Contractions review at the New Diorama, London – ‘nerve-wrenching’
Contractions is like a site-specific episode of Black Mirror. Emma (Abigail Poulton), a chirpy, cheery salesman at an unnamed international company, is swept up in an office romance with co-worker Darren, a liaison she's contractually obliged to inform her manager (Fifi Garfield) about – and that's not all she's got to do, if she wants to keep her job.
Mike Bartlett's blackly satirical 2008 play, adapted here for deaf and hearing audiences and performed on a cavernous disused trading floor in Euston, spirals slowly out of control like some absurdist, Orwellian nightmare.
As Emma and Darren's relationship intensifies, so too does her manager's behaviour.
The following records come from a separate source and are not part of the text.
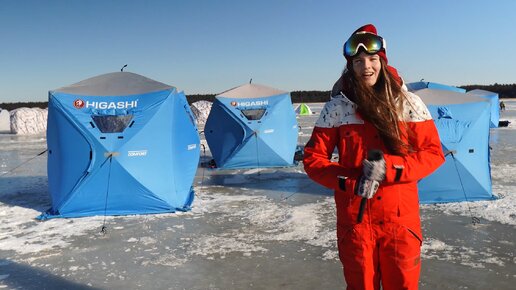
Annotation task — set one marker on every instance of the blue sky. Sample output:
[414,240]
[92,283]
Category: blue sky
[203,46]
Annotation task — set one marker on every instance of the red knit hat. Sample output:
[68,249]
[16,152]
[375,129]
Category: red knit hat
[371,29]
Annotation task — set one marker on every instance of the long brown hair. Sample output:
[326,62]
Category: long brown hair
[382,105]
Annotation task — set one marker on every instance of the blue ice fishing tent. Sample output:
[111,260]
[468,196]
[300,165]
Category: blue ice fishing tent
[430,85]
[493,100]
[119,144]
[252,126]
[463,124]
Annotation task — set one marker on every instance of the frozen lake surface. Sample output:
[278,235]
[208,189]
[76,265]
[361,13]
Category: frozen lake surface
[248,229]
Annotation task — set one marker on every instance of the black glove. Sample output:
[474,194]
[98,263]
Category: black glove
[366,188]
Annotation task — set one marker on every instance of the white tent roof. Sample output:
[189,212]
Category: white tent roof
[249,91]
[114,84]
[439,97]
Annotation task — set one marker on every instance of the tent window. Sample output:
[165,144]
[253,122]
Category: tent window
[112,124]
[253,114]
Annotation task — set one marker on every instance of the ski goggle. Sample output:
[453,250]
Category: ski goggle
[371,43]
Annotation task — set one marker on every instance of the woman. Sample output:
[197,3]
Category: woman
[386,142]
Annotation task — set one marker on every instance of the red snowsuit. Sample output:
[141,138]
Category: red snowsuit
[386,245]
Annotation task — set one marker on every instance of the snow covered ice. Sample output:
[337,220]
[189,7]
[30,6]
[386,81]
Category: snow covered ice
[248,229]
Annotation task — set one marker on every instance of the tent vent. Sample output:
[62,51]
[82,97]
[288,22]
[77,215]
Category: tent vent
[253,114]
[112,123]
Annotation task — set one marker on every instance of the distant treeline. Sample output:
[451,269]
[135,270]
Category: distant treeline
[504,91]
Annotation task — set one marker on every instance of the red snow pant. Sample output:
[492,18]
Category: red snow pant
[374,254]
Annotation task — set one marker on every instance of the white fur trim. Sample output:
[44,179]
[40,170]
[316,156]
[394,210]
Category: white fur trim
[338,111]
[414,109]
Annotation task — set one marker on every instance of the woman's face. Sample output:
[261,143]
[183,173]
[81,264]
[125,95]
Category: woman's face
[366,68]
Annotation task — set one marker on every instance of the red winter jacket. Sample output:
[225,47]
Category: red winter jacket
[339,126]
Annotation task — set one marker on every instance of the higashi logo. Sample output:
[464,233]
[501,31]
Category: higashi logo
[250,103]
[78,104]
[137,153]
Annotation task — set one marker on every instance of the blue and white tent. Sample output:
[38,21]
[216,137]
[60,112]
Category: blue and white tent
[252,126]
[118,144]
[493,100]
[430,85]
[463,124]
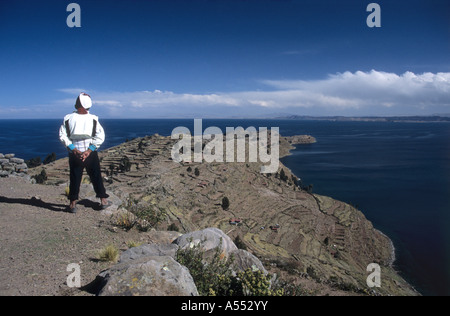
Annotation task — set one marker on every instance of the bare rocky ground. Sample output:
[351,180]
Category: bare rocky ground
[39,239]
[316,242]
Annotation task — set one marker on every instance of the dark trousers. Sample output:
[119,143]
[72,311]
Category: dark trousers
[92,165]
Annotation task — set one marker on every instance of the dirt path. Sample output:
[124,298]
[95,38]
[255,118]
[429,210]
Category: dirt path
[38,239]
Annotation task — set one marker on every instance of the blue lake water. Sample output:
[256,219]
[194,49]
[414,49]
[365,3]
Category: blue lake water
[397,174]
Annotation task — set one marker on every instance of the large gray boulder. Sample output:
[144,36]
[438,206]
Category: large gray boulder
[149,250]
[152,269]
[148,276]
[209,239]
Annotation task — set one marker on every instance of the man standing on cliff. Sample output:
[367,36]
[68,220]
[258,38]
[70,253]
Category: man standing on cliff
[82,135]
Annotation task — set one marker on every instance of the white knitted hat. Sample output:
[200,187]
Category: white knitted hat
[85,100]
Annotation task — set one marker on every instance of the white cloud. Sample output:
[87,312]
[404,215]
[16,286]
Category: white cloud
[359,93]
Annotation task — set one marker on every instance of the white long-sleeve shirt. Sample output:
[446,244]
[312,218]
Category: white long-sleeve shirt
[81,131]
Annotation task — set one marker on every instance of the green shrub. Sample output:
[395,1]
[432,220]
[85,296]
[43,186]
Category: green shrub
[214,276]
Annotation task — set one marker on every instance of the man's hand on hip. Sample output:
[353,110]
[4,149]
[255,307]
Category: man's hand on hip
[85,155]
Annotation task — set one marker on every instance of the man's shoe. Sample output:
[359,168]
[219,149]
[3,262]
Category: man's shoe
[73,210]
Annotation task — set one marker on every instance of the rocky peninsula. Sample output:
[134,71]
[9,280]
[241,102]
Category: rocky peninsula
[321,245]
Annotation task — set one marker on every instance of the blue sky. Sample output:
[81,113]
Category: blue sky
[225,58]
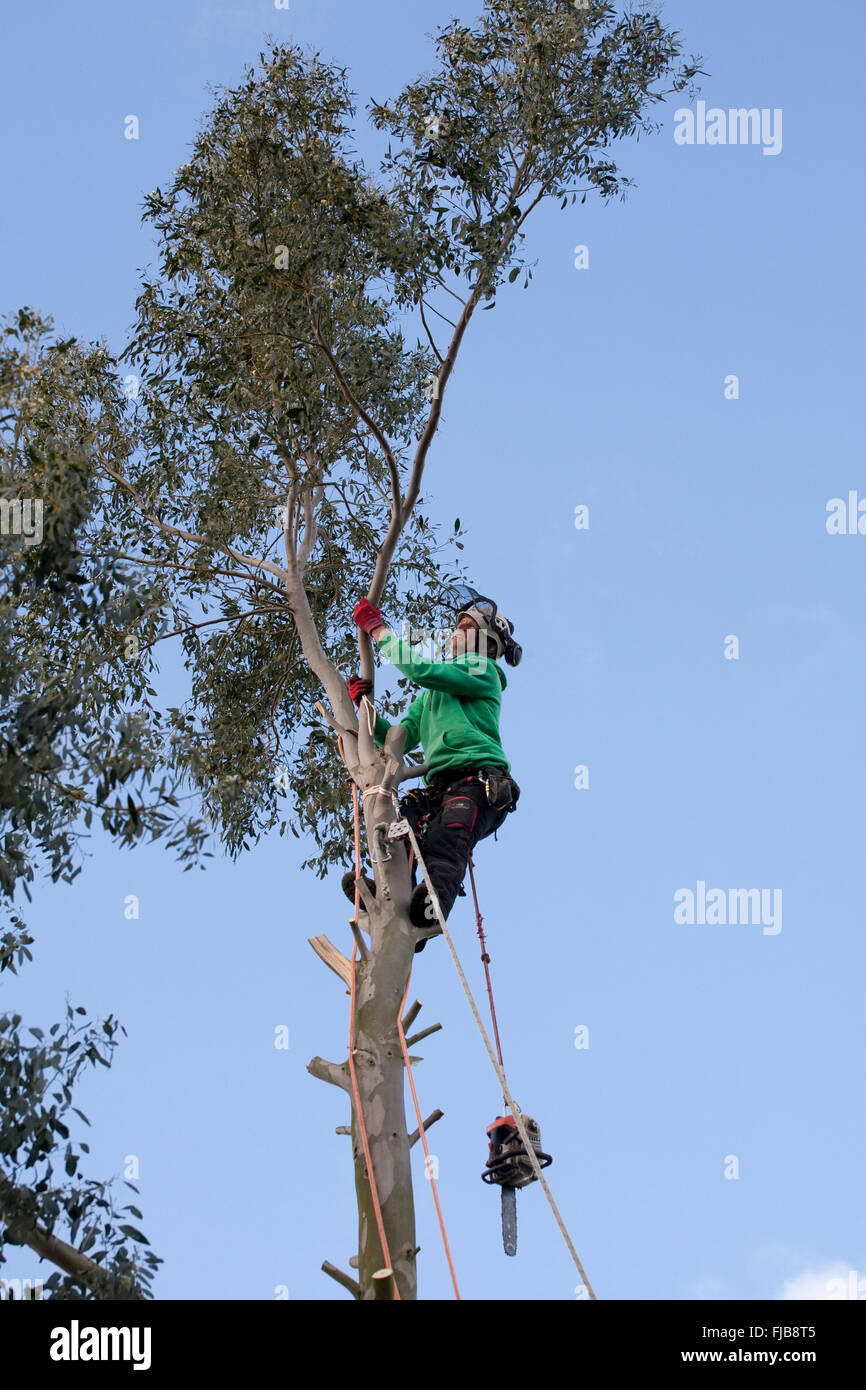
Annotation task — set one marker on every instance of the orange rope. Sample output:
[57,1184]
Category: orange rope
[485,961]
[355,1090]
[430,1172]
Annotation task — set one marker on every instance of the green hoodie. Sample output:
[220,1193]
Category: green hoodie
[456,717]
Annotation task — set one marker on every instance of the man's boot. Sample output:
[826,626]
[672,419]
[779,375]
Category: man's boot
[348,884]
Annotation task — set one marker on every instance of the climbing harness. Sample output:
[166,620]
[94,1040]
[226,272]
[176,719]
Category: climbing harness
[508,1161]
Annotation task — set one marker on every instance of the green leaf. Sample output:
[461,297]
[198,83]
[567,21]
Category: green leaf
[134,1235]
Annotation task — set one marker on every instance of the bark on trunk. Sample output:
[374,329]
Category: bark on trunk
[380,1069]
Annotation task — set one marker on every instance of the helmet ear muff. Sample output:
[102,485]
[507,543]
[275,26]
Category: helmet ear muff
[491,628]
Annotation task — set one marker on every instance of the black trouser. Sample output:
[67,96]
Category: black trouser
[449,816]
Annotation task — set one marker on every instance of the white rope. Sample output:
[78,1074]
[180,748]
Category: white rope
[516,1111]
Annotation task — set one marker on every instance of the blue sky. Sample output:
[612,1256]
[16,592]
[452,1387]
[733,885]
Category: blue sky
[601,387]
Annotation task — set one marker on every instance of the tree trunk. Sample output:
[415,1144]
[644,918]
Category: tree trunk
[380,984]
[380,1069]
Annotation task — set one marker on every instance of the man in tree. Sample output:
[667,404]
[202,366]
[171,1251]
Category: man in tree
[469,788]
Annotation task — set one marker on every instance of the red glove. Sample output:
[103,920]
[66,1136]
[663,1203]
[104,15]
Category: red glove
[357,688]
[366,616]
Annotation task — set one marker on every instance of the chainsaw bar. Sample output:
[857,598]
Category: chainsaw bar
[509,1219]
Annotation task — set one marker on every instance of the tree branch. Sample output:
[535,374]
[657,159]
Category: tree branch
[64,1255]
[352,1285]
[431,1119]
[328,1072]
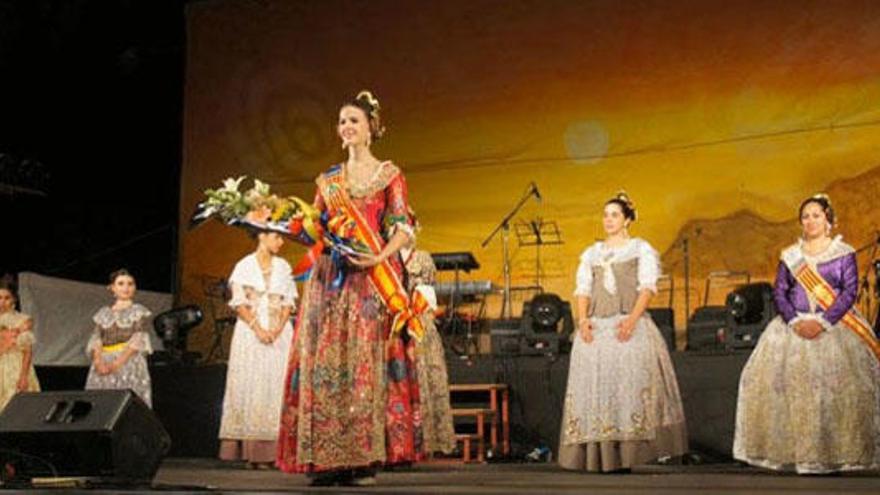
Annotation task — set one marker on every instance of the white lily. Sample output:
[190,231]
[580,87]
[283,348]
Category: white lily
[261,187]
[231,184]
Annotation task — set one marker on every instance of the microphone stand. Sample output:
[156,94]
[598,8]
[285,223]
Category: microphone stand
[864,286]
[504,228]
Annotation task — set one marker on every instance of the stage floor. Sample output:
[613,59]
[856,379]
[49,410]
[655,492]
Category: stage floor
[515,479]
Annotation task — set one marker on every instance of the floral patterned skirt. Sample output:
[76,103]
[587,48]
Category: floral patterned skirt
[436,411]
[622,405]
[351,396]
[812,406]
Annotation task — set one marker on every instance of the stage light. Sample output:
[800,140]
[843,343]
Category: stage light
[546,312]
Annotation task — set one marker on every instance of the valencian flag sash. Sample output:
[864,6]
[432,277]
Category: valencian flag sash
[824,295]
[347,223]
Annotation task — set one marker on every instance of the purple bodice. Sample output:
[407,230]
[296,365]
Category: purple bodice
[841,273]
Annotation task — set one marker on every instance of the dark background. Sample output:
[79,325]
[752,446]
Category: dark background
[91,99]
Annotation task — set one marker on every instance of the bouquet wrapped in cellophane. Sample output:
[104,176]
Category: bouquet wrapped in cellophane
[257,209]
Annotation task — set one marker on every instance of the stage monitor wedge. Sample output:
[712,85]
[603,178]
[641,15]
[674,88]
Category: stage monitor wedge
[109,435]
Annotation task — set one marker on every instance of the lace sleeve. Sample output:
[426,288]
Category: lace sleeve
[25,339]
[289,295]
[781,290]
[397,213]
[848,292]
[649,267]
[584,276]
[94,341]
[239,296]
[140,339]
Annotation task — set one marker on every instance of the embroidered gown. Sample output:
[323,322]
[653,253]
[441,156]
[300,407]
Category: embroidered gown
[114,332]
[255,371]
[13,341]
[436,411]
[622,405]
[812,406]
[351,396]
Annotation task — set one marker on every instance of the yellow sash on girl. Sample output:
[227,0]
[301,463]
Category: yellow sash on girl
[824,295]
[348,220]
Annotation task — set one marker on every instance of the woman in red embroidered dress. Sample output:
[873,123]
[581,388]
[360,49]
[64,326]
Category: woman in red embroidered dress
[351,394]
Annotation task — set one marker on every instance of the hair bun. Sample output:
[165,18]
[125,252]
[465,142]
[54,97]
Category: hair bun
[822,197]
[372,107]
[624,198]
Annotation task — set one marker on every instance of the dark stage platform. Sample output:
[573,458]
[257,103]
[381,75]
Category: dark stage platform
[193,475]
[188,399]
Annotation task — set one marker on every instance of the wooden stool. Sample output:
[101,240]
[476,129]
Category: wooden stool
[492,389]
[480,415]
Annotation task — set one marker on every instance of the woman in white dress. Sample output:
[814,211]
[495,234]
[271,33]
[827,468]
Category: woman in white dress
[17,372]
[120,343]
[622,405]
[809,397]
[263,295]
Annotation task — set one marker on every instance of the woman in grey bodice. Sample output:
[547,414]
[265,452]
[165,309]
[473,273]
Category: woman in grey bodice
[622,405]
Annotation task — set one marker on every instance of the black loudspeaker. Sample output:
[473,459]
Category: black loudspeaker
[506,335]
[110,435]
[707,328]
[547,324]
[664,318]
[749,310]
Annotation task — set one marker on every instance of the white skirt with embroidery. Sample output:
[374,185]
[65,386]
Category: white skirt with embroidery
[620,391]
[812,406]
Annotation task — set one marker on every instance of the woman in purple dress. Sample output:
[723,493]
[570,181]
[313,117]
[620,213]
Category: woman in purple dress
[809,397]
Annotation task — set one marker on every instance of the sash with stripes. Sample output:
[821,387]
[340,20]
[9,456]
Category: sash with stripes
[824,295]
[348,222]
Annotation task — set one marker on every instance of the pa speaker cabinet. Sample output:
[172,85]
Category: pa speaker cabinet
[106,434]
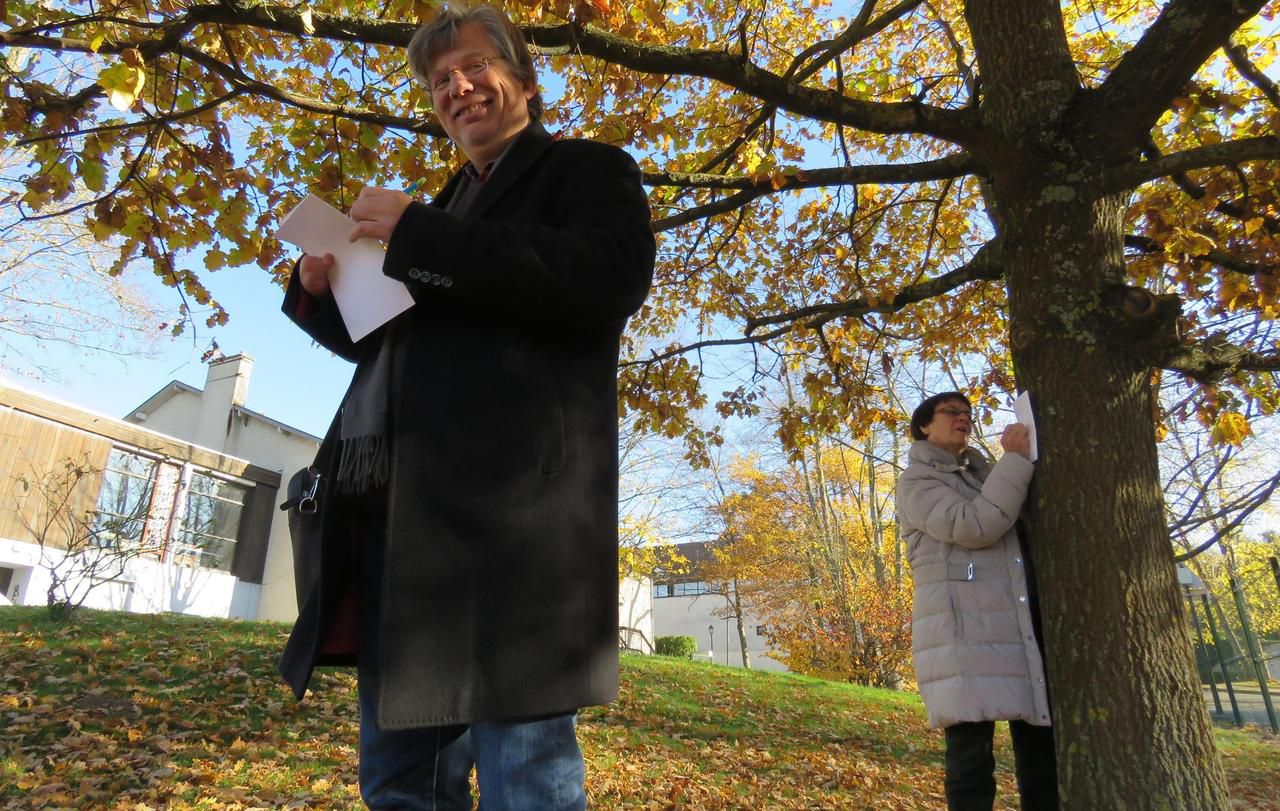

Emma and Darren have sex. Her manager wants to know how often. Emma gets pregnant. Her manager relocates Darren to Kiev. Emma's child dies. Her manager wants proof.
The beauty of Bartlett's play is its simplicity. It's just a series of hypnotically rhythmic, increasingly horrific conversations between Emma and her manager, but Bartlett manages to spin this into a deeply affecting psychological thriller, a pitch-black comedy, and a bleak comment – even more relevant today than it was nine years ago – on an employment culture whose compassion extends as far its profit margin.
Paula Garfield's 75-minute staging – a co-production between Deafinitely Theatre and the New Diorama – is entirely accessible too, with Poulton's increasingly disturbed Emma, and Garfield's superbly clinical, entirely silent manager both signing throughout. That none of its neat plotting or nerve-wrenching power is lost in translation is testament to just how adept Garfield and her company have become.